Brandy daisy
- Type: Cocktail
- Ingredients: 1½ ounces brandy; ¾ ounce yellow Chartreuse; ¾ ounce lemon juice;
- Standard drinkware: Champagne coupe
- Served: straight up (without ice)
- Preparation: Shake with ice in a cocktail shaker, then strain into a chilled Coupe glass and top with a splash of chilled club soda or seltzer.

= Brandy daisy =

Cocktail

The brandy daisy is a cocktail which first gained popularity in the late 19th century. One of the earliest known recipes was published in 1876 in the second edition of Jerry Thomas's The Bartenders Guide or How to Mix Drinks: The Bon-Vivants Companion:

- 3 or 4 dashes gum syrup
- 2 or 3 dashes of Curaçao liqueur
- The juice of half a lemon
- 1 small wineglass of brandy
Fill glass half full of shaved ice. Shake well and strain into a glass, and fill up with Seltzer water from a syphon.
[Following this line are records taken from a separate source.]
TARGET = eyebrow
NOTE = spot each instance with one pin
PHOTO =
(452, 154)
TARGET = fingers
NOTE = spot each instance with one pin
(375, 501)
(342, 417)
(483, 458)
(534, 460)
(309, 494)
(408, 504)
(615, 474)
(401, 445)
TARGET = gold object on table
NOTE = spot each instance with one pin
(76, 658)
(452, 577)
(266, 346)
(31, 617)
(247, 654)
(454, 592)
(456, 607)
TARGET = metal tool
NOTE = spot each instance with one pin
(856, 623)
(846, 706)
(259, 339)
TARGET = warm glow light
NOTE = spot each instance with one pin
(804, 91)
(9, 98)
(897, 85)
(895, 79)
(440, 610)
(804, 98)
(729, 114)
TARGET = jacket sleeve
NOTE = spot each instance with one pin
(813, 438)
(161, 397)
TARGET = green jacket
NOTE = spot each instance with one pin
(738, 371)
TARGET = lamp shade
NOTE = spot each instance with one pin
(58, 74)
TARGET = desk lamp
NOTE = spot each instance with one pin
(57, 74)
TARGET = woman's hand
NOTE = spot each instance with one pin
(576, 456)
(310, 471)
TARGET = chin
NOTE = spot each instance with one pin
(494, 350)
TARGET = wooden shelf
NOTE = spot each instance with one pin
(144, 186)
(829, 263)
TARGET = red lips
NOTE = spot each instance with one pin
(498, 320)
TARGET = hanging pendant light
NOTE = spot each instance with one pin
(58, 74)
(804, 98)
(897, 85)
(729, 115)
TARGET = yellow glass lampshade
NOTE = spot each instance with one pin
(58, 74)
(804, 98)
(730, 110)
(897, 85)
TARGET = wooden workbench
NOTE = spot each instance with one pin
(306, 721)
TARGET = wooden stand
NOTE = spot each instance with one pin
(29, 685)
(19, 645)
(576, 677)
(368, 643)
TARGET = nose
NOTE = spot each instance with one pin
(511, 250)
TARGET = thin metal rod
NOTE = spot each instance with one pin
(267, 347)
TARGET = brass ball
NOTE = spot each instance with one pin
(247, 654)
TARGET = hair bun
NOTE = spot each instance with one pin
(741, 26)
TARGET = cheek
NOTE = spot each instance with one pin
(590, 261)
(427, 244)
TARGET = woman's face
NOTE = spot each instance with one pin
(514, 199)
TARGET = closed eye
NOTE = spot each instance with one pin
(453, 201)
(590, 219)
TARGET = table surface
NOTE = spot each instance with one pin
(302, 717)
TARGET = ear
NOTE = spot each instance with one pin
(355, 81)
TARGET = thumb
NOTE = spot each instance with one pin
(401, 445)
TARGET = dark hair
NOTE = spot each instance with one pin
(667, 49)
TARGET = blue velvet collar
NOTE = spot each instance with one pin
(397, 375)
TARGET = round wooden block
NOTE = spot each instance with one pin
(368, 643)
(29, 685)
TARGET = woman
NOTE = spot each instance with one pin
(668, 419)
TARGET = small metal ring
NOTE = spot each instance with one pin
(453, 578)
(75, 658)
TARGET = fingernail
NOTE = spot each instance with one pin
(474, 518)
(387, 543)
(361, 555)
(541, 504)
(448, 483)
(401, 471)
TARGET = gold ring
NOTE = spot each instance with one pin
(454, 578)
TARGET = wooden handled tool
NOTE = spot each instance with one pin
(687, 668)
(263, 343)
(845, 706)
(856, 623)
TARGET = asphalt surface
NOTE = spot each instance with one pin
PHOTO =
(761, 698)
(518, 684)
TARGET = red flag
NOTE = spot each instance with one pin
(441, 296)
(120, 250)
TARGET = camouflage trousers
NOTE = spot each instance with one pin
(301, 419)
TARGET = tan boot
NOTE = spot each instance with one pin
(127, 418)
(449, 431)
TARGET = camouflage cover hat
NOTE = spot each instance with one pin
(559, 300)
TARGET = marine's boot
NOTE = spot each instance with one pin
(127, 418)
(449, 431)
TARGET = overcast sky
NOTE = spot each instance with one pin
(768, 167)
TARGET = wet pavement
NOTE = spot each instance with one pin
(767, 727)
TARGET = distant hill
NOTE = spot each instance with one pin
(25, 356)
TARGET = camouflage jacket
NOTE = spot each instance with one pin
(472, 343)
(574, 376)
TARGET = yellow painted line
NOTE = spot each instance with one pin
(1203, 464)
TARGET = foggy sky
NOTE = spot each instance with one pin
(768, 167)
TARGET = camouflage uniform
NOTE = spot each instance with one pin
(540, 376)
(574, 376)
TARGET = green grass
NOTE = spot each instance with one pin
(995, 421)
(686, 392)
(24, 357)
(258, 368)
Other daisies with base spirits such as whiskey or gin instead of brandy were also included in the guide. Over the years, additional variations were developed. The gin-based daisy, in at least one bartender's guide from the mid-1930s, is considered an early incarnation of the Cosmopolitan, a drink today well known as a citrus vodka-based concoction. Fresh citrus – typically lemon juice, but occasionally orange or lime juice – is common throughout most daisy recipes. Liqueurs or cordials also figure prominently, ranging from Curaçao to maraschino or yellow Chartreuse (a suggestion from the writer Nathaniel Gubbins in his 1899 book The Flowing Bowl), distinguishing the daisy from other sour cocktails. Additional sweeteners sometimes added range from gomme syrup to grenadine syrup, raspberry syrup, or bar sugar.

A later recipe, published in 1941 in Old Mr Boston's De Luxe Official Bartender's Book includes the following instructions:

- 2 oz California brandy
- juice of ½ lemon
- 1 tsp raspberry syrup or grenadine
- ½ tsp powdered sugar
- fill cracked ice
Shake well with cracked ice and strain into stein or 8 oz. metal cup. Add cube of ice and decorate with fruit.

The daisy was the forerunner to other popular cocktails, notably the sidecar, from around the end of World War I, and the margarita, during the late 1930s and early 1940s. Even as the margarita has become especially popular during the late 20th and early 21st centuries, its base spirit has also surfaced in both tequila daisies and sidecars.